DESCRIPTION (provided by applicant): Human immunodeficiency virus (HIV-1) renders the host susceptible to a variety of serious central nervous system (CNS) diseases such as AIDS dementia complex and HIV-1 encephalopathy. The use of highly active antiretroviral therapy (HAART), including protease inhibitors, has been effective in slowing the spread of the virus, however, drug resistant tissue reservoirs, such as the brain, remain. Treatment of HIV-1 in the brain has been hampered by the fact that nucleoside drugs do not penetrate the blood-brain barrier (BBB) well and newer treatments, i.e., protease inhibitors, also have very limited delivery to the brain. One component of the BBB that limits delivery of HAART into the CNS is the membrane-bound drug efflux pumps, such as p-glycoprotein (P-gp) and multidrug resistance-associated proteins (MRPs). Recently, it has been shown that both nucleosides and protease inhibitors are substrates for efflux transporters. The long-term objective of this research is to develop better therapeutic strategies to enhance the targeted delivery of antiretroviral drugs to the CNS by using novel drug delivery systems, such as polymeric carriers (Pluronics).

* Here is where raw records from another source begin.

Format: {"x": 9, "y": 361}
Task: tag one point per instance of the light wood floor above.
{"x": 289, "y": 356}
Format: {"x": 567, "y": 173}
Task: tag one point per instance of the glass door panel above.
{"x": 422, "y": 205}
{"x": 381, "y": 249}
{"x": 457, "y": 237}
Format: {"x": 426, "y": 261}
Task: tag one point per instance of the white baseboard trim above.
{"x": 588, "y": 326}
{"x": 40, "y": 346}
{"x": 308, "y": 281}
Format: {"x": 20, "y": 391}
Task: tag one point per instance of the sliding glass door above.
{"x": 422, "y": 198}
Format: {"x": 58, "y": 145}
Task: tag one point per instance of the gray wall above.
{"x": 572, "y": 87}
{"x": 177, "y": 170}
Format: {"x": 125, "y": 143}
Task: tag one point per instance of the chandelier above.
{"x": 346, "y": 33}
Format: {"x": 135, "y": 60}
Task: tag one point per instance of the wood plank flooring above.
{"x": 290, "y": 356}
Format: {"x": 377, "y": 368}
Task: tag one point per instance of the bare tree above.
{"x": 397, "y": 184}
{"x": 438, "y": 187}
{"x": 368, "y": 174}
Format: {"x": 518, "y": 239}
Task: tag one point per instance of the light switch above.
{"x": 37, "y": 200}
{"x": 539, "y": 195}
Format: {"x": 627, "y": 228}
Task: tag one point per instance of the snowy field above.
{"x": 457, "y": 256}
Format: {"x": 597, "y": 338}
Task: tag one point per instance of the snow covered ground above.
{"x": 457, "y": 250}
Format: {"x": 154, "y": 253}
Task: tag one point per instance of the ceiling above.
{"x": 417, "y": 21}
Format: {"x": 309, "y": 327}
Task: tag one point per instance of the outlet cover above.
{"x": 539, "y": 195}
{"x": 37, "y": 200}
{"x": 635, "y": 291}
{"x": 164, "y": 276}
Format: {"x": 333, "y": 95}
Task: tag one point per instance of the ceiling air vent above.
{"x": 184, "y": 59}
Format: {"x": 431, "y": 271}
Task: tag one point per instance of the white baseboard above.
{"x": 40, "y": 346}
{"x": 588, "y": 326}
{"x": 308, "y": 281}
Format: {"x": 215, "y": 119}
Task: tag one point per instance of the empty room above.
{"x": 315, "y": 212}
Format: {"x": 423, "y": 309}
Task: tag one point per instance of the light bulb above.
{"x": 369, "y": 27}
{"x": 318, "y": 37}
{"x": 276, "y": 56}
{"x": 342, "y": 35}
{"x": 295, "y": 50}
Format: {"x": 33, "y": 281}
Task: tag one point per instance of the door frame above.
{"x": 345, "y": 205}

Our hypothesis is that novel drug delivery systems will enhance the brain distribution and CNS targeting of HAART and therefore improve efficacy. The specific aims to test this hypothesis are: 1) examine the effect of Pluronics on the interactions of various antiretrovirals with isolated P-gp membranes using photoaffinity labeling and P-gp ATPase assay, 2) study the effects of Pluronics on the transport properties of antiretroviral drugs in the in vitro BBB and efficacy in infected target cells, i.e., monocytes/macrophages, and 3) determine the effect of this novel drug delivery technology on the brain distribution of antiretrovirals in vivo characterizing the efficacy of the most promising formulations in an HIV-infected SCID mouse model of HIV- encephalopathy. The current proposal examines the CNS targeting of HAART in both in vitro and in vivo models of the blood-brain barrier, and the efficacy of that targeted drug delivery. New approaches to improve brain penetration of anti-HIV drugs will be valuable in the treatment of HIV-encephalopathy and in eradicating the virus from potential sanctuary sites.